Собрание сочинений в 9 т. Т. 8. Чаша Афродиты
Шрифт:
— Гладь меня, гладь, гладь, милый. Штаны снять успеешь… Нет! Не дам! Гладь! Разогрейся! Щупай резинки! Хорошо это! На вот грудь пососи… Соси! Соси! И маленький мой! Милый… О-ай… О-ай… по очереди втискивала свои круглые, длинные, твердые, как литая резина, соски, и я сосал, изнывая от щекотного дикого хотения, желания разрядки, в то время как руки ее, предвкушая доведенное до предела, переставали касаться того, что давало женщине наивысшую радость. Руки ее умело переходили на мой живот, гладили чудным расслабляюще-дарящим движением, иногда задерживаясь под нижней частью пупка. Неожиданно (всегда неожиданно, хотя и жданно!) палец вдавливался в какую-то одной ей ведомую точку — я вскрикивал, как ударенный током. А женщина смеялась:
— Ага! Попала? Еще!! Вот тибе! Еще! Еще! Еще сделать? Нет. Больше не буду… Выстрелишь..

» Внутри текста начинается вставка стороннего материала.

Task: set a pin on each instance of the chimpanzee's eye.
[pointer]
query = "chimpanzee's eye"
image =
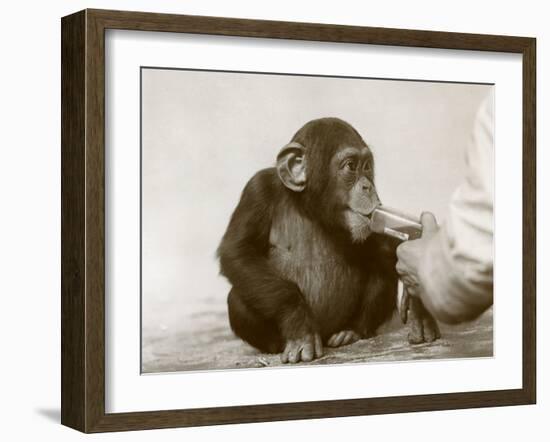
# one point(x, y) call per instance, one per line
point(350, 165)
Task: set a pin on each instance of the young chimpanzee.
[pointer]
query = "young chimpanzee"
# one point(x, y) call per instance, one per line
point(305, 269)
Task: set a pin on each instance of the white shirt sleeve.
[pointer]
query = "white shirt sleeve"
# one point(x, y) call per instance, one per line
point(456, 273)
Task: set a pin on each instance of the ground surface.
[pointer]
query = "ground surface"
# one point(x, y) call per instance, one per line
point(205, 341)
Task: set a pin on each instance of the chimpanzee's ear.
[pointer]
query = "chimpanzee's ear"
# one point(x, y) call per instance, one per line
point(291, 166)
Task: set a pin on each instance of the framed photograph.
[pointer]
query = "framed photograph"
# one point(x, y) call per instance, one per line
point(269, 220)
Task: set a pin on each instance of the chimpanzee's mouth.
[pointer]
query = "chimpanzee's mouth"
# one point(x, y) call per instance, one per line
point(367, 216)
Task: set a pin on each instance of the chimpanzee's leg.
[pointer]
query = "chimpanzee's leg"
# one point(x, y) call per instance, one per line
point(251, 327)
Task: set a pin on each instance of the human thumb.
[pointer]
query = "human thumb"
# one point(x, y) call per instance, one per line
point(429, 224)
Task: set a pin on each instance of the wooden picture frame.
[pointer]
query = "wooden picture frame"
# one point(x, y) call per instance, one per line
point(83, 219)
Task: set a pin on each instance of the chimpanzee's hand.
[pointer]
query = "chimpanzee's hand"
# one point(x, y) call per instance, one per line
point(303, 349)
point(344, 337)
point(422, 326)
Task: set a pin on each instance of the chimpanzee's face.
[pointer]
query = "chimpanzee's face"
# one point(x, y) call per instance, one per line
point(330, 165)
point(354, 193)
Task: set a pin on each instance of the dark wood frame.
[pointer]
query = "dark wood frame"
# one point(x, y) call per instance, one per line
point(83, 216)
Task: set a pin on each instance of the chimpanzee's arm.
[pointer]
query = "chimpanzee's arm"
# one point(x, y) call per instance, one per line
point(244, 261)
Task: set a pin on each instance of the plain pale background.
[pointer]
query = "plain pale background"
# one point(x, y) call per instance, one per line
point(204, 134)
point(30, 183)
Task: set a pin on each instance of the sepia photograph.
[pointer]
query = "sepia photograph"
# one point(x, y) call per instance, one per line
point(313, 220)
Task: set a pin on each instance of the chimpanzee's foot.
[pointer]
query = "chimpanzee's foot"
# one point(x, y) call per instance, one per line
point(344, 337)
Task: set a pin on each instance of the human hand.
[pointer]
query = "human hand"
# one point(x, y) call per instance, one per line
point(410, 253)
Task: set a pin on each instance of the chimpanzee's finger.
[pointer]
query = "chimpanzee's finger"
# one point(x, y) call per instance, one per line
point(404, 306)
point(308, 351)
point(318, 346)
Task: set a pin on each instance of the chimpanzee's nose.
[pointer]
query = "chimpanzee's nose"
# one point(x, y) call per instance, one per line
point(366, 184)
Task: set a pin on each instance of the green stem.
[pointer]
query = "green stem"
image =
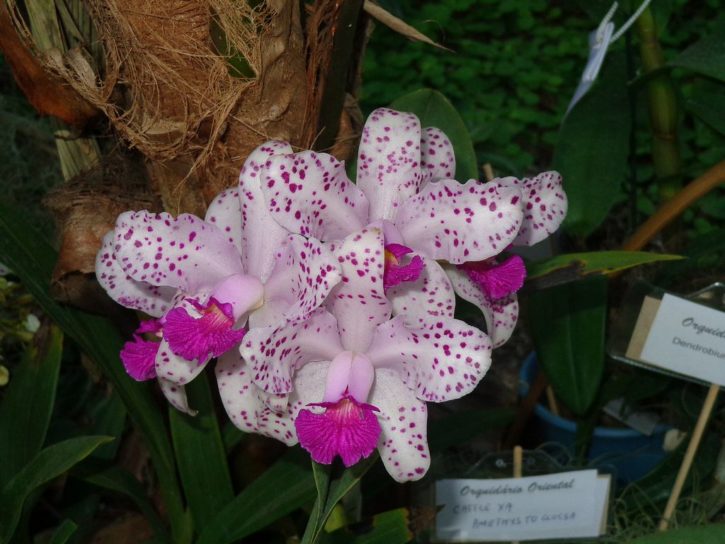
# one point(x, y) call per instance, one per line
point(662, 109)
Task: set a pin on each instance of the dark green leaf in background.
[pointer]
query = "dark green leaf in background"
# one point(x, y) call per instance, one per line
point(28, 404)
point(707, 56)
point(568, 326)
point(593, 149)
point(434, 110)
point(283, 488)
point(200, 455)
point(45, 466)
point(29, 255)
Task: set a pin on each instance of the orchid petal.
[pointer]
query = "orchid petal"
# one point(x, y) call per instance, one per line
point(174, 368)
point(183, 252)
point(545, 205)
point(437, 158)
point(461, 222)
point(346, 428)
point(310, 194)
point(246, 404)
point(388, 163)
point(440, 359)
point(176, 395)
point(304, 274)
point(430, 295)
point(225, 213)
point(275, 353)
point(358, 301)
point(153, 300)
point(261, 234)
point(403, 443)
point(500, 315)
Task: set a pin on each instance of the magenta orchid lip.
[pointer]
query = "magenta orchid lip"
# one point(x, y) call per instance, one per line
point(329, 305)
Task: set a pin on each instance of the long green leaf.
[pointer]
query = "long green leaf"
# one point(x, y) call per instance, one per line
point(337, 490)
point(119, 481)
point(63, 533)
point(30, 256)
point(593, 149)
point(574, 266)
point(707, 534)
point(28, 404)
point(48, 464)
point(284, 487)
point(200, 455)
point(434, 110)
point(568, 325)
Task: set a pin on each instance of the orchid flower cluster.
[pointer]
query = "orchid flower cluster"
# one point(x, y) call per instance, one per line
point(330, 305)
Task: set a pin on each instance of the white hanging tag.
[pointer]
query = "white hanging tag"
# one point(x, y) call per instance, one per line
point(599, 42)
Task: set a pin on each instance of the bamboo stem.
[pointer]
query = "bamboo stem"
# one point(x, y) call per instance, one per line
point(671, 209)
point(707, 408)
point(662, 103)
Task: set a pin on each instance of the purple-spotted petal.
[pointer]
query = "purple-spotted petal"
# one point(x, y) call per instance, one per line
point(431, 295)
point(176, 395)
point(225, 213)
point(497, 280)
point(358, 301)
point(403, 443)
point(545, 205)
point(304, 274)
point(139, 358)
point(153, 300)
point(500, 315)
point(275, 353)
point(461, 222)
point(346, 428)
point(436, 153)
point(261, 234)
point(310, 194)
point(184, 252)
point(440, 359)
point(396, 272)
point(173, 368)
point(388, 162)
point(247, 405)
point(202, 334)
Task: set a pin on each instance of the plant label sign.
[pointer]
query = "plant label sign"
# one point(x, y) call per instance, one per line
point(681, 336)
point(563, 505)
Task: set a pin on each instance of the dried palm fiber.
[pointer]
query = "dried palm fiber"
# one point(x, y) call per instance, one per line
point(170, 94)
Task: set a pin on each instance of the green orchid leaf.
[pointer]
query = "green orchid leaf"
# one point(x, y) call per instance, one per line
point(593, 149)
point(574, 266)
point(200, 455)
point(434, 110)
point(32, 258)
point(707, 56)
point(568, 324)
point(50, 463)
point(706, 534)
point(281, 489)
point(392, 527)
point(28, 403)
point(63, 533)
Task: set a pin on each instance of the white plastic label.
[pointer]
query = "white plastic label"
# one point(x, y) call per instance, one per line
point(564, 505)
point(687, 338)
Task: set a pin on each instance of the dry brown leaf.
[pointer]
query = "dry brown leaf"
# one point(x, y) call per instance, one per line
point(398, 25)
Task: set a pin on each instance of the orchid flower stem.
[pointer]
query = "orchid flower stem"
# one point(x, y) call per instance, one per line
point(671, 209)
point(662, 108)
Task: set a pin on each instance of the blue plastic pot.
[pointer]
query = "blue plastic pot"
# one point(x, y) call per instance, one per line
point(631, 453)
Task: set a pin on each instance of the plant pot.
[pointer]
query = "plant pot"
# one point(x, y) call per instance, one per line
point(630, 453)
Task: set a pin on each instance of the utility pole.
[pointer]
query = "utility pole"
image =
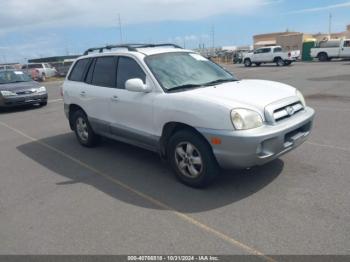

Эта сладкая мука продолжалась с какой-то потерей
— Делай, давай! Делай мне теперь!
Она опускалась-становилась всегда в самую соблазнительную позу, в какой может стоять только женщина, и медленным, соскальзывающим движением спускала-стягивала панталоны. Ее обнажившийся зад казался огромным, невыносимо белым и круглым, с розовой вороночкой-звездочкой в мелких лучиках меж пухлыми ягодицами — отверстием, которым я мог, любуясь, наслаждаться, и мощной двойной розовой складкой под ним, которую она сама — всегда сама — разводила пальцами.
Я погружался в теплое, нежное, властно ждущее и властно принимающее меня лоно, встречающее невыносимо чмокающим звуком, и больше уже не владел собой. На первых порах не мог выдержать и минуты.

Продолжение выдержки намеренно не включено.